The survey of 630 IT and security practitioners based in the US also said that many companies failed to take a structured approach to handle malware.

"Forty percent of respondents say there is no one person or function accountable for the containment of malware, and 45 percent say the CISO is most responsible," the survey said.

"The typical organisation has 17 IT or IT security staff members involved in the malware detection and containment process. On average, they have eight years' professional experience."

These results fall against a backdrop of businesses becoming more aware of the risk of data breaches, Schneersohn said.

"The biggest change compared to maybe a year ago is people know that they don't know. And the people who know they don't know, and want to know, are not just network manager or security director or the CIO; now, it's the CFO, the CEO, and the board of directors.

"Target changed the rules on all that."

Schneersohn said security professionals are moving beyond relying on purely preventative measures, such as solving each security issue with a new piece of equipment in order to keep intruders out.

"You have to know once and for all, we are not dealing with very good geek programming students in a dorm trying to break into your firewall and show that they are better than the other guy at doing it. We are dealing with very sophisticated, very resourceful organised crime organisations that have money, people, equipment, and time," he said.

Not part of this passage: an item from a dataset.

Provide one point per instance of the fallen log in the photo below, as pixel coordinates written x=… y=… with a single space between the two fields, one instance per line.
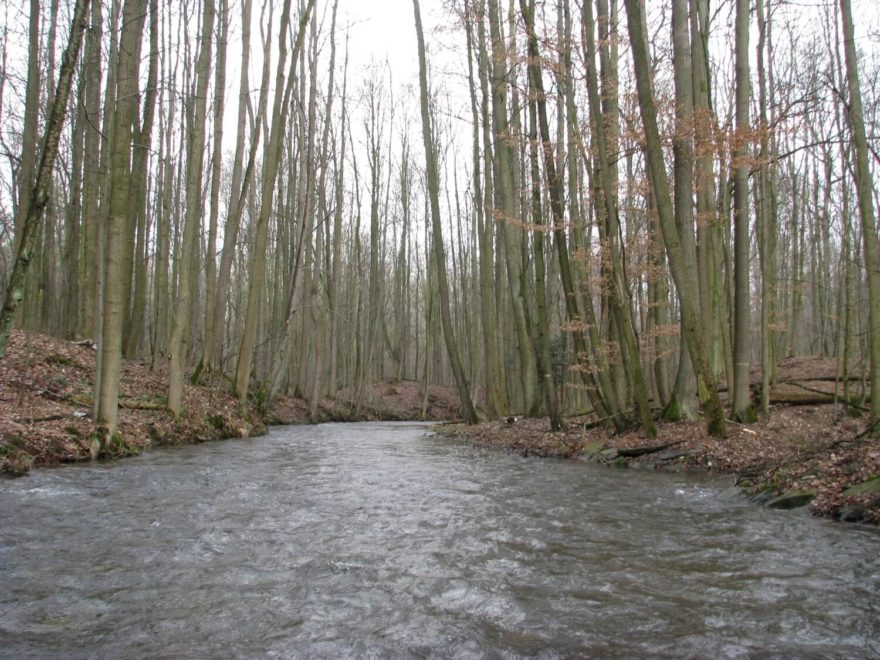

"They can do it whenever, they have all the time in the world, they can wait until you do something wrong, you create the vulnerability, and bang, they will get in. And more importantly, thanks to Mr Snowden, we've all learned a lot about the fact that we deal with a few other people: NSA to PLA, and everybody in between."

According to Schneersohn, security professionals are correct in attempting to keep intruders out, but they need to accept that a data breach is inevitable.

"Some machine inside your network will be compromised, maybe outside your network, and it'll come back to your network, whatever way it might be, [and] there will be compromised assets in your network," he said.

"Preventative measures, as good as they are, there will always be someone that will figure out a way to get through, to get over them, to get around them."

But the mindset Schneersohn speaks of is not global, with those in the Asia-Pacific region lagging behind other developed nations.

"I think the level of awareness is growing, the sentiment that breaches are an American problem is only something on the surface to try to pretend that we don't have a problem, when everybody knows we have. We're just either better at hiding it, or worse at disclosing it," Schneersohn said.

"We put it all under the carpet here and hope that no one will tell.

"It's big and it's mostly US, which means there's probably three others somewhere else around the world at the same time that manage not to get into the news."